Es ist wie bei jedem Menschen, den gerade ein Thema beschäftigt. Wenn man z.B. ein Kind erwartet, hat man das Gefühl, alle kriegen Kinder. Darauf ist man dann fokussiert. Wenn also eine Rolle ansteht, dann bin ich genauso wach und damit praktisch schwanger. Der Gang einer Person, zwei Menschen, die miteinander reden, manchmal sogar Socken … alles kann einen inspirieren.

Wie ist es Ihnen während des Lockdowns gegangen?
Ich hatte großes Glück und war sehr gesegnet. Ich hatte in Österreich mit drei Projekten begonnen und wusste schon, dass ich weiter drehen kann, wenn es wieder erlaubt ist.

Um welche Projekte handelt es sich?
Ein „Tatort“, der TV-Thriller „Todesurteil“ unter der Regie von Christopher Schier, das ist eine österreichisch-deutsche Koproduktion Das dritte Projekt darf ich noch nicht verraten.

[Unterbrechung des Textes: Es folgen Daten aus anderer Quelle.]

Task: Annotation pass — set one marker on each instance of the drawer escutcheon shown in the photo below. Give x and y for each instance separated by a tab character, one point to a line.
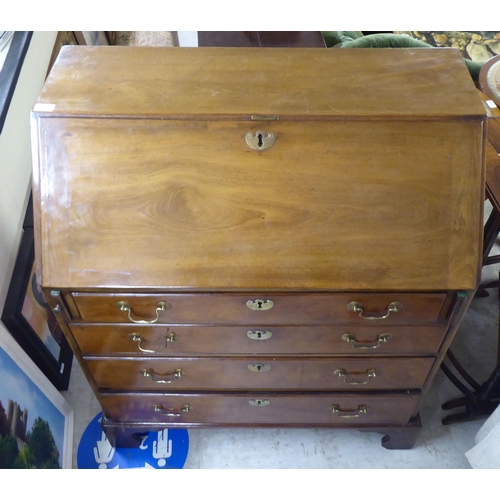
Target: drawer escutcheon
259	334
259	402
260	304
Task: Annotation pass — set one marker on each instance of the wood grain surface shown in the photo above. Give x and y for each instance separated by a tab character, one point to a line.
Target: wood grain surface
331	205
208	82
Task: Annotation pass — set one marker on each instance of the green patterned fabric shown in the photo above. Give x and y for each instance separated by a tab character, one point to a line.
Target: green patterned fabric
478	46
386	40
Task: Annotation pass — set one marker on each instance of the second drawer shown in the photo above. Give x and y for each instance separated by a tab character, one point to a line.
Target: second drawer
180	340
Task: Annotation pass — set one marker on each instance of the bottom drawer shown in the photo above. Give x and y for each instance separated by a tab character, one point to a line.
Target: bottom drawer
331	409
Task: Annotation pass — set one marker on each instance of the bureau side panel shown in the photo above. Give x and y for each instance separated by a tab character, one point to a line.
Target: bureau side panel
331	205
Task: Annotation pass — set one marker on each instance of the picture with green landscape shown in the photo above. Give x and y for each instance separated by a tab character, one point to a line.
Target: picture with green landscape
31	427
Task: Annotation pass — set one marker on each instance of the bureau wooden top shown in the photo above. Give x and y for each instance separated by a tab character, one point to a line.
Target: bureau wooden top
288	82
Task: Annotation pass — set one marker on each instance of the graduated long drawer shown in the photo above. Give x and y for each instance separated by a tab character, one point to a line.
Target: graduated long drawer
259	373
175	340
261	308
260	409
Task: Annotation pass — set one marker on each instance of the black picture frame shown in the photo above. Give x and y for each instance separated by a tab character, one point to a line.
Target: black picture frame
26	311
9	73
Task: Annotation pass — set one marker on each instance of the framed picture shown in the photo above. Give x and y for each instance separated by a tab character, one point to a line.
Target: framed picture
36	423
30	320
93	37
15	51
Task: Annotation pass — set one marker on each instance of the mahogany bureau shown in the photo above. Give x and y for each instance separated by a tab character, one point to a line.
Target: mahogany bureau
260	237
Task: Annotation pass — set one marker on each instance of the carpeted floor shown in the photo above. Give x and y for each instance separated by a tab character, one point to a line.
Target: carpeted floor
145	38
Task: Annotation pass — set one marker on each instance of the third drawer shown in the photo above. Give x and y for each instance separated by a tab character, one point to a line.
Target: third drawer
153	374
181	340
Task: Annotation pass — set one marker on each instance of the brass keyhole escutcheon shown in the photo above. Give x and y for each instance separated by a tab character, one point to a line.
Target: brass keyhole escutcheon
260	304
259	334
259	402
259	367
260	140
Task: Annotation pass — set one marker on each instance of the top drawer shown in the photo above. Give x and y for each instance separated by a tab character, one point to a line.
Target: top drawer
263	309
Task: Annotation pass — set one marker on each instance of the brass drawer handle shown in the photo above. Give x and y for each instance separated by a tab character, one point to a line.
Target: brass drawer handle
362	409
169	337
173	413
381	339
163	378
371	373
358	307
161	306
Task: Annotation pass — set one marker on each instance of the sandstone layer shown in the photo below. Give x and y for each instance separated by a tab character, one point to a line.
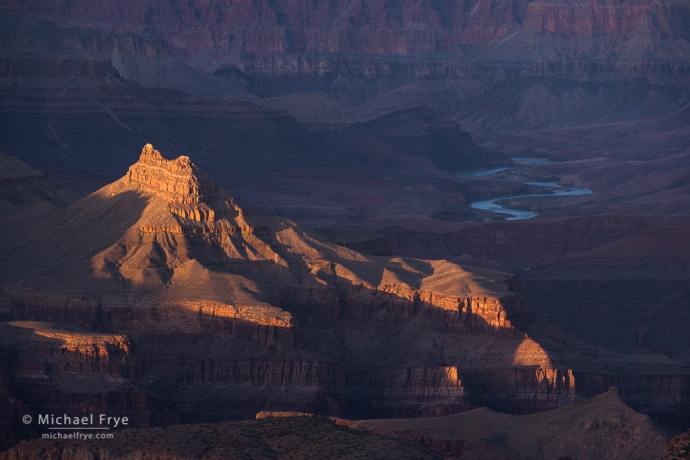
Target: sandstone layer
121	302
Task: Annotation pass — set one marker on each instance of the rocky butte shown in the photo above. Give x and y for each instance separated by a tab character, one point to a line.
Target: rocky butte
160	298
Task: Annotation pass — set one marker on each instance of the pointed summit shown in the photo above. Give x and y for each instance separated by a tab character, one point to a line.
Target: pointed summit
189	191
178	181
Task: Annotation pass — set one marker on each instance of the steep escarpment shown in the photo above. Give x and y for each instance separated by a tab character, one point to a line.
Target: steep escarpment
373	28
160	290
419	132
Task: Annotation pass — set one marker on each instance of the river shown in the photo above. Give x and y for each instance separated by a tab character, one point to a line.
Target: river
514	214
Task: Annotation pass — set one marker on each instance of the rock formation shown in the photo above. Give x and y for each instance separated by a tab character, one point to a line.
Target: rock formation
268	438
171	316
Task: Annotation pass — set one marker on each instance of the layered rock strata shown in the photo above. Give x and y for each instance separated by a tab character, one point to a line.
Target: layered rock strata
204	326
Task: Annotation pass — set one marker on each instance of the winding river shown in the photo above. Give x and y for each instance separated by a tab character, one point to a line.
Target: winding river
490	205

Alle drei sind abgedreht.

Welche Projekte stehen an?
Ein Projekt namens „Glauben“ und Regie führt wieder Daniel Prochaska.

Drehen Sie eigentlich mehr in Deutschland oder in Österreich?
Früher habe ich mehr in Deutschland gedreht, dann kam „Die beste aller Welten“ und dadurch konnte ich wieder mehr in Österreich drehen. Das hat mir sehr gefehlt. Jetzt ist es eine schöne Mischung, weil ich oft in Wien sein kann Ich habe hier studiert und viele wichtige Freunde leben in dieser Stadt. Auch deshalb ist Wien ein wichtiger Teil meiner Heimat. Ich bin unglaublich gerne hier.

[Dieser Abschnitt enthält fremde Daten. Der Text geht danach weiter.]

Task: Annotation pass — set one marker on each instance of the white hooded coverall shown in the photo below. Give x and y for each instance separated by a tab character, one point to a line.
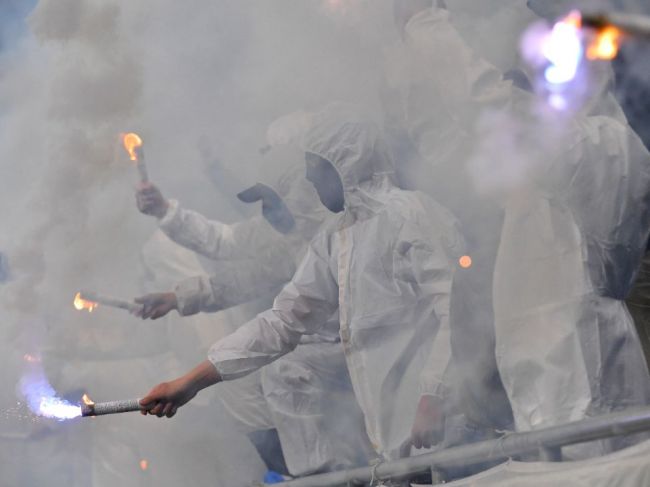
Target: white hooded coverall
574	233
386	264
293	394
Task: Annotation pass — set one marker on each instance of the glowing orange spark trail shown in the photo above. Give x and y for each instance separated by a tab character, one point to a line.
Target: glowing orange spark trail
133	145
81	304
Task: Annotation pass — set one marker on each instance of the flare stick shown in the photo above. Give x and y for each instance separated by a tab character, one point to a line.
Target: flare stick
111	407
142	167
110	301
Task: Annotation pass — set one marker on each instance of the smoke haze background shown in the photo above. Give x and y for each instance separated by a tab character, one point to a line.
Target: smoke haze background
200	82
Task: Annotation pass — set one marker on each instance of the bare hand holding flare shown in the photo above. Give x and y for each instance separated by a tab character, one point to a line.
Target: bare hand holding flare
165	398
156	305
150	200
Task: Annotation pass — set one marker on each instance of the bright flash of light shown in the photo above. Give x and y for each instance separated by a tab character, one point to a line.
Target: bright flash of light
465	262
563	49
81	304
131	143
42	399
605	44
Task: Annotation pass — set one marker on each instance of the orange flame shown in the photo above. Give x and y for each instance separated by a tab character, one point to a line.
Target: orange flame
81	304
131	142
605	44
574	19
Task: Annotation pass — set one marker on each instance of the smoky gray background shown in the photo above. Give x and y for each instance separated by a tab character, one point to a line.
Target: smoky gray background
200	82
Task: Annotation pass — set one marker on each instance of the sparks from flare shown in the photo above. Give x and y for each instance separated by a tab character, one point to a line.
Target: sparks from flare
132	142
563	49
81	304
42	398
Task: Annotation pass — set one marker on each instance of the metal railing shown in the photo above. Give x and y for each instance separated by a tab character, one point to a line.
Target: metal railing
547	442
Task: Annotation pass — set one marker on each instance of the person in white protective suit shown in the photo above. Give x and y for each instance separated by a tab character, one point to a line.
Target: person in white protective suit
293	395
386	263
440	89
575	228
572	241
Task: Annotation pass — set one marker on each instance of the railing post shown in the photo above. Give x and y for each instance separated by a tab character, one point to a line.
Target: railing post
550	454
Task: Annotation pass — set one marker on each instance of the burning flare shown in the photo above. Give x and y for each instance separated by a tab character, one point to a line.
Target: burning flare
42	399
81	304
132	142
605	44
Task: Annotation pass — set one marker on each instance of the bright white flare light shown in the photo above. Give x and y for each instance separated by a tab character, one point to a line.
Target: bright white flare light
54	407
42	398
563	49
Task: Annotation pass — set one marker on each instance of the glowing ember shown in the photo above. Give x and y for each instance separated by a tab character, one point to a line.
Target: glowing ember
131	143
605	44
563	49
465	262
87	401
81	304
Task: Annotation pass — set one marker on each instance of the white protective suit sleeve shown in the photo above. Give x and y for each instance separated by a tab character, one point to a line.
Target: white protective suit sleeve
233	284
432	269
215	240
440	112
303	306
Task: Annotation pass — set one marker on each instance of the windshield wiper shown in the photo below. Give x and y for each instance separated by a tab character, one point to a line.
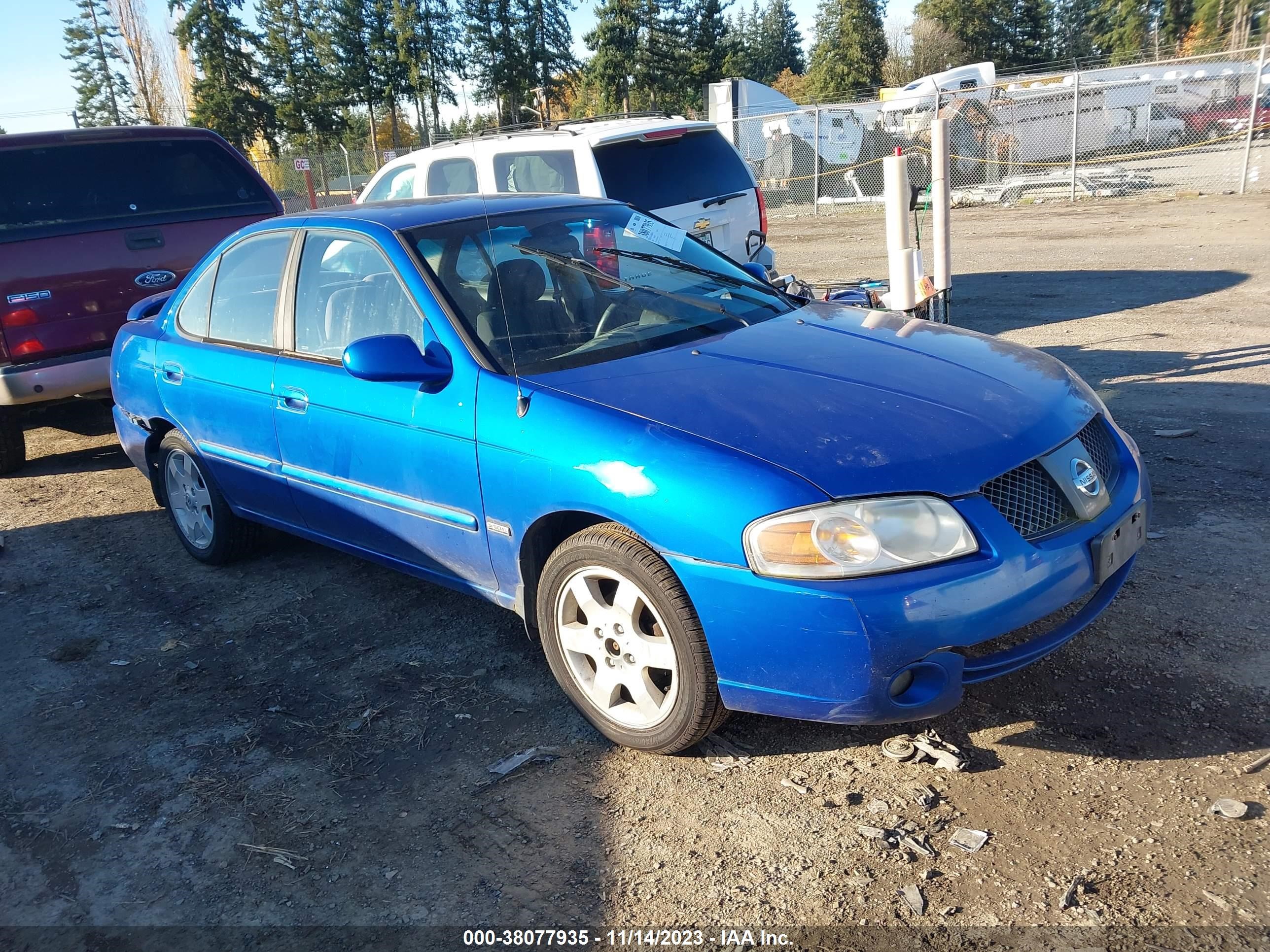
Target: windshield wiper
696	270
586	267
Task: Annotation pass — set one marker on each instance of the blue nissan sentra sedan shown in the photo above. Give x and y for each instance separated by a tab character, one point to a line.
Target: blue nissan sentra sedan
702	494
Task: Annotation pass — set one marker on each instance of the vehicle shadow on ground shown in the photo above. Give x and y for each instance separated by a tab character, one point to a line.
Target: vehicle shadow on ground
996	301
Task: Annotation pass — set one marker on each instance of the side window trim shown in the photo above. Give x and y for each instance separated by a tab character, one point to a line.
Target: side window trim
289	340
277	304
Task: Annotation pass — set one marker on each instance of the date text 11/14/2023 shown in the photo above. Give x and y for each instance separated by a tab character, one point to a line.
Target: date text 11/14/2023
722	938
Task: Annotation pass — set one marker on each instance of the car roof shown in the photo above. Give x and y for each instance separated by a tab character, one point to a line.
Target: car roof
103	134
415	212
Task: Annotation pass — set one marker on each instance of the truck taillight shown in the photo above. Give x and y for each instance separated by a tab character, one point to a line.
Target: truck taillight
596	234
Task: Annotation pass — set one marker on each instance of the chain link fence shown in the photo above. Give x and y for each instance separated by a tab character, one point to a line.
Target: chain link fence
1199	125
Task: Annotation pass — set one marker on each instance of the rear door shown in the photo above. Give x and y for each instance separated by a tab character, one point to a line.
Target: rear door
88	229
693	178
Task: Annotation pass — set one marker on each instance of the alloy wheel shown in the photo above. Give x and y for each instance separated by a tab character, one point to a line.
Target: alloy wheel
616	648
188	499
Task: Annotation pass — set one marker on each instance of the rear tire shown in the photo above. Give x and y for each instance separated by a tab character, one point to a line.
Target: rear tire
645	680
13	442
204	521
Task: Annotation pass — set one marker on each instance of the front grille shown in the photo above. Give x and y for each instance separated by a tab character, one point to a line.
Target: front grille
1097	443
1029	501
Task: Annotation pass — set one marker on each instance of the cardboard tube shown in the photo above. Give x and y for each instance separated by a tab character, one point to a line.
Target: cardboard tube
942	205
896	191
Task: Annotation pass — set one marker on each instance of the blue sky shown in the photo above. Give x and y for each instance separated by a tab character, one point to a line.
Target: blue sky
36	91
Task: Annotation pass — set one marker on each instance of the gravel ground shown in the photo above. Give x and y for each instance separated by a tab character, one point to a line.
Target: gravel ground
314	704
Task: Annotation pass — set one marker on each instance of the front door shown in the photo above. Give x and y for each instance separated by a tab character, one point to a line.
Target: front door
389	469
216	374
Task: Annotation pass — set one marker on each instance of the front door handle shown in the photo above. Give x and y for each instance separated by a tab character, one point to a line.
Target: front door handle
292	399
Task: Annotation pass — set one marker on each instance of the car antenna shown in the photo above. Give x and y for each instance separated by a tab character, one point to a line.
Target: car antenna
523	402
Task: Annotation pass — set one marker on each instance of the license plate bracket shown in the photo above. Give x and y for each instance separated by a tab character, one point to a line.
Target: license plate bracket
1119	544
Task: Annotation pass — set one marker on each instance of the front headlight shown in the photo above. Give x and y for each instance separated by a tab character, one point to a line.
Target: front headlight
864	537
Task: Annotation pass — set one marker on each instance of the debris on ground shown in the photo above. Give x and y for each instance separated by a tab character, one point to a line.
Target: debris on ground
283	857
1258	765
927	744
1229	808
968	841
1068	899
915	899
1217	900
539	756
722	754
926	798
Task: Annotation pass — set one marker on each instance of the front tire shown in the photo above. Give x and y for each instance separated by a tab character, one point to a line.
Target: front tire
204	521
625	644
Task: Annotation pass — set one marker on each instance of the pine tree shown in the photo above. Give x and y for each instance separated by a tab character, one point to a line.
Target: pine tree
614	43
708	43
296	74
780	43
548	45
980	25
850	47
226	93
92	46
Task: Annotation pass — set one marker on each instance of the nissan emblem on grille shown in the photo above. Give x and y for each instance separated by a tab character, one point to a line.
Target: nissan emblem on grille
1086	477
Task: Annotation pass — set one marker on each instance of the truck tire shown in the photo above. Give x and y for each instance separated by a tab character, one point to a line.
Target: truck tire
13	442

Es gibt die Anekdote, dass Sie einst in Ihr Tagebuch geschrieben haben, dass Sie einmal Schauspieler in Berlin sein werden. Stimmt das wirklich?
Ja, zumindest, dass ich nach Berlin gehe. Es hat mich selbst gewundert, ich weiß nicht, warum ich das da hineingeschrieben habe. Das habe ich bis heute nicht herausgefunden und ich habe es erst gelesen, als ich schon in Berlin lebte.  Ich hatte das dann auch vergessen. Irgendwann bin ich spontan nach Berlin gezogen. Ich habe das während eines Theaterstücks für mich entschieden und bin mit meinem kleinen alten Auto, das bis obenhin vollgepackt war nach Berlin.  Ich kannte niemanden in der Branche und habe als Cutter-Assistent gearbeitet. Das war eine ganz neue Schule für mich.

Sie hatten vor Ihrer Schauspielkarriere auch einen normalen Beruf.
Ja, ich habe eine Ausbildung zum EDV-Fachmann gemacht. Wir waren die erste Schule Österreichs, die Internet hatte. Das war damals so innovativ (lacht).

Haben Sie aus dieser Lebensphase irgendetwas in ihr jetziges Leben mitgenommen?
Dass danach das Internet kam, konnte in dieser Form noch keiner absehen. Und so war ich in der Lage mir meine Website selbst zu bauen und in schweren Zeiten sogar ein Zubrot mit dem Programmieren von Webseiten verdienen. Ich habe ein solides Grundwissen, um mit allen Portalen klar zu kommen. Es hilft mir im virtuellen Raum. Aber das Leben in der realen Welt ist mir viel wichtiger.